The story continues with Anna feeling deprived the love and affection at her home. Her husband Karenin, a dispassionate civil servant, buries his head in work. He ignores Anna’s attempts to “tempt” him with her beauty and sexuality. She, in turn, expresses her love to her son by being the doting mother. However, Anna’s basic, yet desperate, need to love and be loved finds its way beyond her home and into the arms of Vronsky.


Anna falls into the arms of the dashing Vronsky at another social meeting; her husband disapproves of this conspicuous courtship and demands that Anna returns to her home and resumes her societal obligations as a wife and mother. Anna defies as she had fallen in love with Vronsky.


She reluctantly leaves her son behind as she realizes that she cannot live a life without passionate love … and without Vronsky, who loves her deeply. Her passion and irrationality direct her to go away with Vronsky to Italy to begin a new life.


Here I witnessed the saving grace of the Finnish National Ballet’s performance that evening. Perhaps the most spell-binding pas de deux between the lovers and much like the lovers’ duet between Romeo and Juliet, both Anna and Vronsky danced with great passion that transcended the invisible confines of the stage. The lovers’ love and lust for one another were apparent. Their attempts at unabashed displays of their passions were constricted by the limitations of their thinly clad physical bodies. Their bodies intertwined between huge extensions and brilliant lifts and twirls across the stage. The lovers ultimately consummate their relationship drawing the breathlessly beautiful dance to a standstill.

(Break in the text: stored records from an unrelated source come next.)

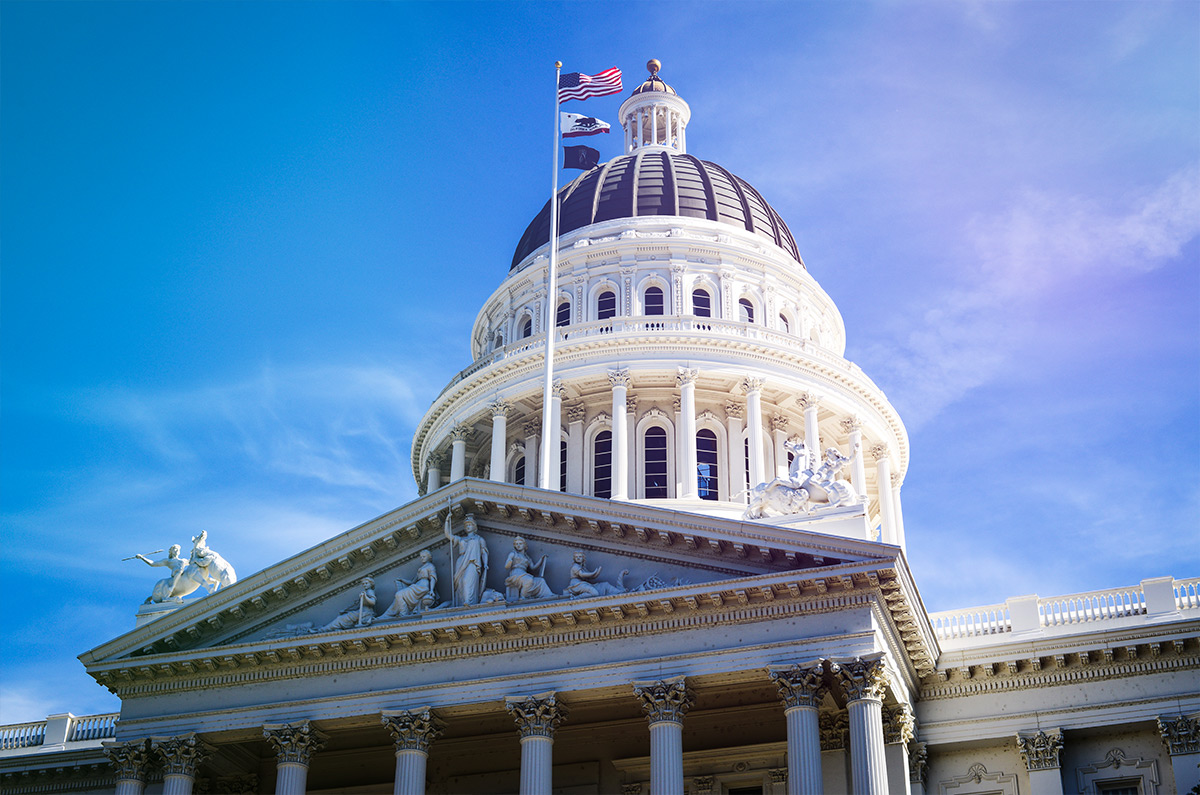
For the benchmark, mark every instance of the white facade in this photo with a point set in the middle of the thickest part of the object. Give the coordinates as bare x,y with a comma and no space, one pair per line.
633,632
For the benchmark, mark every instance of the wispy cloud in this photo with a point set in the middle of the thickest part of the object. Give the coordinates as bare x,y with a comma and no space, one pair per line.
1041,245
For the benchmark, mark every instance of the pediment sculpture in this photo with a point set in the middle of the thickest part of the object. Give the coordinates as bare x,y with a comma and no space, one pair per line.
804,491
203,568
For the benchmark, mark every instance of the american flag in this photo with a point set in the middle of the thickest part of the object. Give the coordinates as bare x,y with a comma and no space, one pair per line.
577,85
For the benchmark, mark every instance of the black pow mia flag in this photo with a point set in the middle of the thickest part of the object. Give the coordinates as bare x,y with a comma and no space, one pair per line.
582,157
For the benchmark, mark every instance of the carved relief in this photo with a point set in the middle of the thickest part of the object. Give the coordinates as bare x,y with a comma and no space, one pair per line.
799,685
1039,749
537,716
294,742
864,677
1180,733
665,700
180,755
413,729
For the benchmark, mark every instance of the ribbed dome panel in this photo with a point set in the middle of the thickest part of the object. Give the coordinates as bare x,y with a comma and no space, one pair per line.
658,184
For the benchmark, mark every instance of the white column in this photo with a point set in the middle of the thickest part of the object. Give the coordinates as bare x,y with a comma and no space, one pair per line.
412,733
897,514
809,402
537,718
179,757
1041,749
754,422
619,381
779,432
533,432
553,477
129,760
665,704
294,745
853,428
898,728
864,680
459,435
499,410
687,380
887,502
801,689
575,448
1181,733
433,471
735,467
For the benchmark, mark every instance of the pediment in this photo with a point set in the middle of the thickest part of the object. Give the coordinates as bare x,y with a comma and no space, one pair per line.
648,559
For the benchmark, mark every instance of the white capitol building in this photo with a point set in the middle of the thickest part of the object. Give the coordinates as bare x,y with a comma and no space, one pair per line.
709,597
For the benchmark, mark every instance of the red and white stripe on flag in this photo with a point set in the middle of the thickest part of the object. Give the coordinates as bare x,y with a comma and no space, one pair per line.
577,85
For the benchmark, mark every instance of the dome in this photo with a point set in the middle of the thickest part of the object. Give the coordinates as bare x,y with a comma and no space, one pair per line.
659,183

Ah, the taste of “forbidden fruit” was sweet and explosive to the sense, but Anna’s face revealed a deeper emotion – a shadow of remorse as her body sat motionless for a split second next to her lover’s. The realization that she had finally committed the once unthinkable act of adultery and journeyed down a path where there was no return sinks in. She had torn the veils of aristocracy and proper conduct in exchange for a moment of untamed passions and pleasure. That would be the beginning of a life tormented by faded memories of her life in St Peterburg and her duty as a wife and mother return to haunt her.


Torn between her love for her son and her newfound life with Vronsky, Anna makes an attempt to visit her son. She returns to her busband’s home in St Petersburg. Though she was overjoyed to see her son, she was greeted with contempt by her husband.


She then unsuccessfully persuades Vronsky to go to the opera with her and ends up attending on her own. At the opera, she was again shunned by the aristocratic society. Rejected, she returns to Vronsky to seek comfort but senses his feelings for her have changed.


The realization of having lost everything - the love of her family, of Vronsky and the approval of society – Anna was destined to live a life as an outcast. Distraught, Anna calmly stands before an oncoming train and commits suicide. The ballet ends with parallels to the stranger killed by a moving train at the beginning of the ballet.


A moving plot with moments of brilliance, Anna Karenina is a ballet that has the potential of taking you and your heart on a roller-coaster ride with moments of breathtaking beauty, great passion, explosive energy, and yet disappointments of a judgmental and unforgiving society that does not allow second chances for those who have made mistakes in life. The ballet reminds all that there is indeed a heavy price to pay for going against societal norms.